Der 1. Dezember ist mir durch meine Ordination zu einem wichtigen Tag geworden. In diesem Jahr werden es 25 Jahre, seit jenem ganz besonderen Gottesdienst in der Hermannstädter Stadtpfarrkirche.

Es ist das Zutrauen meiner Familie und meinen damaligen Kirchengemeinden in Nordsiebenbürgen, in Bistritz und den umliegenden Dörfern, das mich damals bestärkt hat und immer noch begleitet. Rückblickend ist mir deutlich geworden, mit welch großer Selbstverständlichkeit mir diese Menschen begegnet sind: „Unsere Frau Pfarrerin“ und wie gegenseitiges Vertrauen daraus gewachsen ist. Bereichernd war, dass ich damals auch im ökumenischen Kontext mit der katholischen, reformierten und orthodoxen Kirche auf eine große Offenheit traf. Was für ein wertvolles Geschenk! Mit diesem Rückhalt konnte ich gelassen negativen und abweisenden Äußerungen entgegentreten, die mir in meiner Anfangszeit innerhalb der EKR begegnet sind.

Bischof Dr. Christoph Klein hatte anlässlich meiner Ordination als Predigtwort den Verkündigungsauftrag des Auferstandenen an Maria Magedalena aus dem Johannesevangelium gewählt. Diese theologische Legitimation, dieser Zuspruch und Anspruch: „Geh und verkündige!“ ist zum Leitwort meines Wirkens geworden.

Dieses Wirken innerhalb der Evangelischen Kirche A.B. hat nur eineinhalb Jahre gedauert. Und dennoch habe ich aus meiner biografischen Prägung des Pfarrhauses, als Pfarrfrau und Pfarrerin einer Minderheitenkirche, als erst einmal einzige Frau im Pfarramt erfahren und verinnerlicht, dass eine Existenz jenseits von Mehrheiten möglich ist. Dass diese Existenz ihre Bedeutung und vielmehr ihre Berechtigung hat. Die theologischen Bilder vom Salz der Erde oder der Wirkung des Sauerteiges, dem Senfkorn erinnern daran.

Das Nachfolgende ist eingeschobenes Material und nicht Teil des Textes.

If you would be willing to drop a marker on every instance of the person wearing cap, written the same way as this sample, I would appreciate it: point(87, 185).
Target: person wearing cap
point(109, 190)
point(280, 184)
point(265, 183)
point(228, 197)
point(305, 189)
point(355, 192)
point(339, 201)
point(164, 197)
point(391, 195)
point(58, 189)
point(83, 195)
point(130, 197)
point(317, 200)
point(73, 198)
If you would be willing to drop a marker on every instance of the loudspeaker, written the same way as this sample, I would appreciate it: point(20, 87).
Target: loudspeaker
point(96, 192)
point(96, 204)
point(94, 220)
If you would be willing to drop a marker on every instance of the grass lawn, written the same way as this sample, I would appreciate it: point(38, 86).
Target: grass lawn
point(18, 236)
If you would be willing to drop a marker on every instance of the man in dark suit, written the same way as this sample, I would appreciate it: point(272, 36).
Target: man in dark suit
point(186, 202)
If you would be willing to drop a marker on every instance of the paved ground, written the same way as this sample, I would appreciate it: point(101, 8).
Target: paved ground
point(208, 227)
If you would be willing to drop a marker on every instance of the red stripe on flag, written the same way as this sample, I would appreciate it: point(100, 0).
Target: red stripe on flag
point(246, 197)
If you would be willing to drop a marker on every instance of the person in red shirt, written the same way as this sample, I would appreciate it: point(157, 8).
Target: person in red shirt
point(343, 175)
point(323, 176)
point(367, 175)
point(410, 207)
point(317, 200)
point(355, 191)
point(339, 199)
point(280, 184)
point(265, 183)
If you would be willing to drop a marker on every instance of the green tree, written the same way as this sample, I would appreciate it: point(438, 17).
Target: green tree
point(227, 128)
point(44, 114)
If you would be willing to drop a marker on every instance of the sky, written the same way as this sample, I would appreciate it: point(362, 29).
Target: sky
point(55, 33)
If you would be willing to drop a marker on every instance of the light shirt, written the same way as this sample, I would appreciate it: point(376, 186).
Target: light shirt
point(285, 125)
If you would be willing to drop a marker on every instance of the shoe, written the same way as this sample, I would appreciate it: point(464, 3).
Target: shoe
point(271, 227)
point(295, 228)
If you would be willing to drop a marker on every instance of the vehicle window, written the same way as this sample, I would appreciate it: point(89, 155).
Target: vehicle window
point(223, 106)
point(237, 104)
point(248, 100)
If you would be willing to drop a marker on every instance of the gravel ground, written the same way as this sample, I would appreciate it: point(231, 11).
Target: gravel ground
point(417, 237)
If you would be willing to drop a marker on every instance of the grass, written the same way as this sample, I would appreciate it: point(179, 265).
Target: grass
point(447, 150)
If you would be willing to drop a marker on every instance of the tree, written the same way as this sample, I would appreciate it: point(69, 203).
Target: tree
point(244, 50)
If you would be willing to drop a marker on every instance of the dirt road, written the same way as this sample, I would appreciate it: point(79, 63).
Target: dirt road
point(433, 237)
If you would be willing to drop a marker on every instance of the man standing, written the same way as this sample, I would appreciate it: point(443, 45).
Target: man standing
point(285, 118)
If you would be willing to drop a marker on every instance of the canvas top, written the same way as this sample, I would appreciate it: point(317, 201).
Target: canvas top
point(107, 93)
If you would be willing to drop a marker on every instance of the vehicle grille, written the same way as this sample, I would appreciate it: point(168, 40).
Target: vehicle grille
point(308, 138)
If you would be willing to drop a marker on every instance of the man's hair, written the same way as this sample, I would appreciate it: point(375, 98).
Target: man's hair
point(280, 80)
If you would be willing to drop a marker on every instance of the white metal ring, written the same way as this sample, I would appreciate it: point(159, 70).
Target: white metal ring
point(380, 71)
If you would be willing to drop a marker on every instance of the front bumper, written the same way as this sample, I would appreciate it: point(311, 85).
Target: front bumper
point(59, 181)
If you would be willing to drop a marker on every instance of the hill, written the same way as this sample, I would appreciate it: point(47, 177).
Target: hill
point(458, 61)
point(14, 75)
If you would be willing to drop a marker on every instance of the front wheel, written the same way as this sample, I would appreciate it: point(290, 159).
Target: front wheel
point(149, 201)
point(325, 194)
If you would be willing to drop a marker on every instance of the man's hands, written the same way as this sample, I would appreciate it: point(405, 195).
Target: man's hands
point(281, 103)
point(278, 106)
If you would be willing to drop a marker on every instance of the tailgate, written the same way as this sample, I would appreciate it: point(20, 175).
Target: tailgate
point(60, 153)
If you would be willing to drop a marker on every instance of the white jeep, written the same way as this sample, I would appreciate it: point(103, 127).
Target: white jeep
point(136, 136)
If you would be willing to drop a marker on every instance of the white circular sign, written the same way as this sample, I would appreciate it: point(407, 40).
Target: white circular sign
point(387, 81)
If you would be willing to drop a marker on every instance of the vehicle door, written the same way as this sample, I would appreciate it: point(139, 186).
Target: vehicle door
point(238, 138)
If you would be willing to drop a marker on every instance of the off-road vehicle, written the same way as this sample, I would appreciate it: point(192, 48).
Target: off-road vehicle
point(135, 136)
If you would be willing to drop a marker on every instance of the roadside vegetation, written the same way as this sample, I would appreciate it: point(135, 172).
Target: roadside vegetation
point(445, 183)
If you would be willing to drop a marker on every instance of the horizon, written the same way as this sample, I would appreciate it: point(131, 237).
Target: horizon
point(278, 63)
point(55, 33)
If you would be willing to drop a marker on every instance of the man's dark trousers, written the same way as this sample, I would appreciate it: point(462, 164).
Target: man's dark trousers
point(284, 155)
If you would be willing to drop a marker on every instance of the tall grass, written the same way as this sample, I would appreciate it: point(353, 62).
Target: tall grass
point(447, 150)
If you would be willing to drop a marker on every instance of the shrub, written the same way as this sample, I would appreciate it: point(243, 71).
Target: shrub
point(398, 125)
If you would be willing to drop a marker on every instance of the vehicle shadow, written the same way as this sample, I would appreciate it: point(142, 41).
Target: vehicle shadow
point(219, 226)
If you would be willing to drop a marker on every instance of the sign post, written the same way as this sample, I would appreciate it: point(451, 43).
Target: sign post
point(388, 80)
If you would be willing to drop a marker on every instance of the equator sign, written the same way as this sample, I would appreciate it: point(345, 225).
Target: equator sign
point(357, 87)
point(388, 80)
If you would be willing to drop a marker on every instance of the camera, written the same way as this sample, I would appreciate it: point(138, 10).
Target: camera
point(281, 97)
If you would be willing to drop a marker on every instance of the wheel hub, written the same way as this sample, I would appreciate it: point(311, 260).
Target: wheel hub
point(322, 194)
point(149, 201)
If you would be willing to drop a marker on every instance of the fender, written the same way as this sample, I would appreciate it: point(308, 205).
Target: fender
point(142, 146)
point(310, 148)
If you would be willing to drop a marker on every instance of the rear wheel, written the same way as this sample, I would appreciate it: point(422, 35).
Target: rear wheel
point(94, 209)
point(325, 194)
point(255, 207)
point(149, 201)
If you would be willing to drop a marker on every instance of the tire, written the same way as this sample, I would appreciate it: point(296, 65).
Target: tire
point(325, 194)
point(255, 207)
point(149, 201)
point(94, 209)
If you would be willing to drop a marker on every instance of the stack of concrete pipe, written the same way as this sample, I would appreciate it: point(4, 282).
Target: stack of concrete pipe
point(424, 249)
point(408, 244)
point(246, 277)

Ich bin sehr dankbar, dass sich Frauen im geistlichen Dienst in den meisten evangelischen Kirchen der Welt nicht mehr für Ihr Wirken rechtfertigen, erklären oder sogar entschuldigen müssen. Dafür braucht es Menschen, Frauen und Männer, die sich in ihrer Unterschiedlichkeit respektvoll begegnen.

Zur Zeit bin ich Teil einer Kirche, die sich in einem radikalen Transformationsprozess befindet, die einen signifikanten Mitgliederschwund und Rückgang der Ressourcen zu verzeichnen hat. Es ist ein schmerzhafter und kräftezehrender Prozess. Es ist ein Prozess, den die EKR durchlaufen hat. Zu wissen, dass Kirche Jesu Christi jenseits von Zahlen wirksam ist, dass Gottes Geistkraft ermutigt, stärkt und verbindet vor allem in sich verändernden Zeiten, bedeutet mir sehr viel und hilft, mich den Herausforderungen zu stellen und auf dieses Wirken zu vertrauen.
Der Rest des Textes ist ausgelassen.